(Caen, circa 1830. Solo, tra i ricordi.)
(fissando lo specchio incrinato, sorridendo amaramente)
Eccolo lì, il re del bel mondo.
Il maestro del nodo perfetto.
Il terrore dei sarti, l’idolo delle signore.
Beau Brummell.
(si passa una mano tra i capelli, stanchi ma ancora ordinati)
Una volta bastava un mio cenno per decidere il destino di un cappotto. Una parola e un uomo era dentro o fuori dalla società.
E il Principe… ah, il Principe…
Lui rideva delle mie battute.
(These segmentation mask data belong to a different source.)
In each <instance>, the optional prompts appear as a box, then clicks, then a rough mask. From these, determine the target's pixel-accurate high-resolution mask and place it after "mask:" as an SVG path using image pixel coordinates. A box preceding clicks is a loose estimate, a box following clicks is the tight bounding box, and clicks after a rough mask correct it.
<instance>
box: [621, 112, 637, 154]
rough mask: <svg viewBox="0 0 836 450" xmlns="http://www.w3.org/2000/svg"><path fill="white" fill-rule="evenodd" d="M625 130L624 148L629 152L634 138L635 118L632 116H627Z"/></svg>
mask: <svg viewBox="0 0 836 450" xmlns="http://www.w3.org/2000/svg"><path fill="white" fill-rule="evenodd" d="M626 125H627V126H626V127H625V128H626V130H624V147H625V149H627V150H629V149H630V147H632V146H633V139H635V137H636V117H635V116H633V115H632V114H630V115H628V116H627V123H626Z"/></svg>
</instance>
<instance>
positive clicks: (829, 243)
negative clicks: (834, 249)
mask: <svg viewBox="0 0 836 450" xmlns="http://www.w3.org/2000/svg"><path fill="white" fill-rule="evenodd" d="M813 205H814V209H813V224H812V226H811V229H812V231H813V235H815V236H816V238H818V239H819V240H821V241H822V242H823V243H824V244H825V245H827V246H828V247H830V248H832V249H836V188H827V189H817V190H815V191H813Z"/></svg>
Mi chiamava “il mio amico Brummell”, come se fossimo fratelli d’azzardo, compagni di gusto.
Io gli insegnavo come vestirsi. Lui mi insegnava come farsi temere senza dire nulla.
Lo ammiravo, sai?
In fondo — non lo direi mai ad alta voce — volevo essere come lui.
(pausa. Sguardo nel vuoto.)
Ma l’equilibrio era sottile. Io ero il giullare senza campanelli. Lo sapevo.
Solo che… mi sono spinto troppo oltre.
Quella sera. Quel ballo. Quello sguardo altezzoso che mi passò accanto…
E io… io dissi la frase.
“Chi è quel grassone vestito di blu?”
(sorride, stanco)
Una frase. Una sola. E Londra mi voltò le spalle.
Il Principe si vendicò col silenzio.
Io, con le mie cravatte, non potevo più legarmi neanche un credito.
(guarda il bicchiere vuoto)
Mi resta il ricordo.
Del velluto sotto le dita. Della sala da ballo che si fermava quando entravo.
Di George che rideva e diceva: “Brummell ha parlato. Così sia.”
(si alza a fatica, barcolla verso la finestra)
E ora eccomi qui. A Caen. Nessuno bussa alla porta.
I guanti sono bucati. Le lettere non arrivano più.
E il Re?
Lui siede su un trono… e io su una sedia che traballa.
(pausa. Sussurra con dolce ironia)
Eppure, sapete cosa?
Anche oggi, non metterebbe un fazzoletto in tasca senza pensarci due volte.
“Che direbbe Brummell?”
(guarda lo specchio. Ultima battuta, a bassa voce.)
Ditegli che, anche nell’oblio, resto il meglio vestito dell’inferno.